There are several different sensor options that are used to monitor position and movement including linear encoders, rotary encoders, angle sensors, tilt sensors, and position sensors such as ultrasonic and radar. Again, each have their advantages which make them best suited for specific applications. The sensitivity and accuracy vary depending on the technology, some are more rugged than others, and less affected by environmental factors such as dust, dirt, and moisture.

Positioning based on GPS (GNSS) technology is also commonly used in precision agricultural applications. Precision agriculture technologies target increased accuracy of application of agricultural inputs (seed, fertilizer) to optimize yields, and accurate positioning has been a significant enabler of these function. Some common precision agriculture functions include variable rate application, auto-steer capabilities, and prescription-based application. Position accuracy depends on the technology and location and can range from several meters down to 1 cm (sub-inch). Logging actual tasks and application rates based on location is also very valuable, allowing owners to verify tasks are complete, review their effects, and improve their operations and yield.

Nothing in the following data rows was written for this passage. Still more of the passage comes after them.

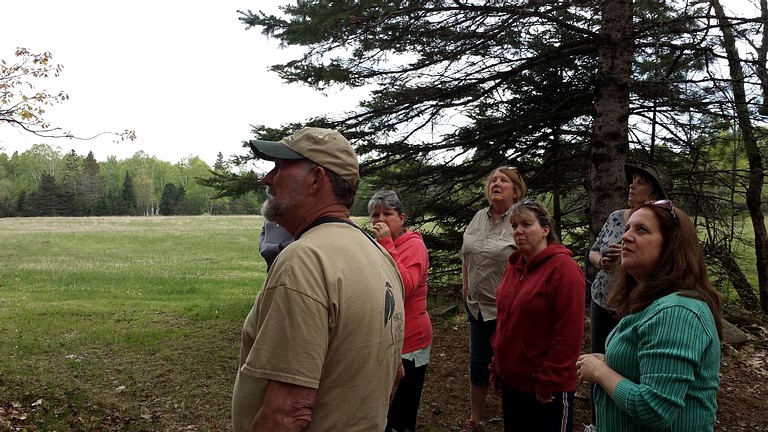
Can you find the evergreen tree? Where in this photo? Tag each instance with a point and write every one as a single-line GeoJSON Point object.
{"type": "Point", "coordinates": [93, 187]}
{"type": "Point", "coordinates": [171, 199]}
{"type": "Point", "coordinates": [47, 200]}
{"type": "Point", "coordinates": [128, 196]}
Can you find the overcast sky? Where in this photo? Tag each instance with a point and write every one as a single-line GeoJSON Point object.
{"type": "Point", "coordinates": [186, 76]}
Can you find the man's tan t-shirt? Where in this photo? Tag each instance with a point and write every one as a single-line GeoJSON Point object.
{"type": "Point", "coordinates": [330, 317]}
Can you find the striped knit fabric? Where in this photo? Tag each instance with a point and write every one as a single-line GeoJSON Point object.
{"type": "Point", "coordinates": [669, 354]}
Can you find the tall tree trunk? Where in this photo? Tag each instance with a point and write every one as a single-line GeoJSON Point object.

In recent years there has been a rapid increase in capability and availability of rugged advanced vision-based sensors that can bring new capabilities to off-highway mobile machines. These sensors include technologies such as Lidar, 2D and 3D cameras. These advanced sensors are more expensive and typically require more complex interfaces and ECUs with high processing capabilities because they can provide a lot of information, but they also open new opportunities for value in machine applications. They are generally used for machine perception, where a system detects and interacts with its surroundings based on higher level decisions. These sensors can be used for navigation, adding the ability to detect and avoid obstacles, and for highly specialized tasks such as detecting plants or parts of plants. For example, the location of weeds can be detected and eliminated using mechanical tools or spot application of herbicide. Another example is harvesting specialty crops such as fruits and vegetables.

Interfacing with an ECU(s)

JCA has a family of controllers with varying capabilities, all designed to interface with valves, actuators and motors used to control movement, as well as sensors. The controllers have a varying number of inputs and outputs that can be configured to control valves and monitor various sensors, which typically have analog voltage, current, PWM or CAN interfaces.

Each system we develop for our customers contains custom software that configures the inputs and outputs for the system’s valves, actuators, motors, and sensors. Control algorithms are then developed to provide a user interface for the operator (more on this in next month’s post), and perform desired tasks based on operator actions and sensor feedback.

The controller, or controllers, designed into a system depend on what and how much needs to be controlled. Our controllers are designed so that in they can easily communicate with each other, enabling them to be used in large and more complex systems.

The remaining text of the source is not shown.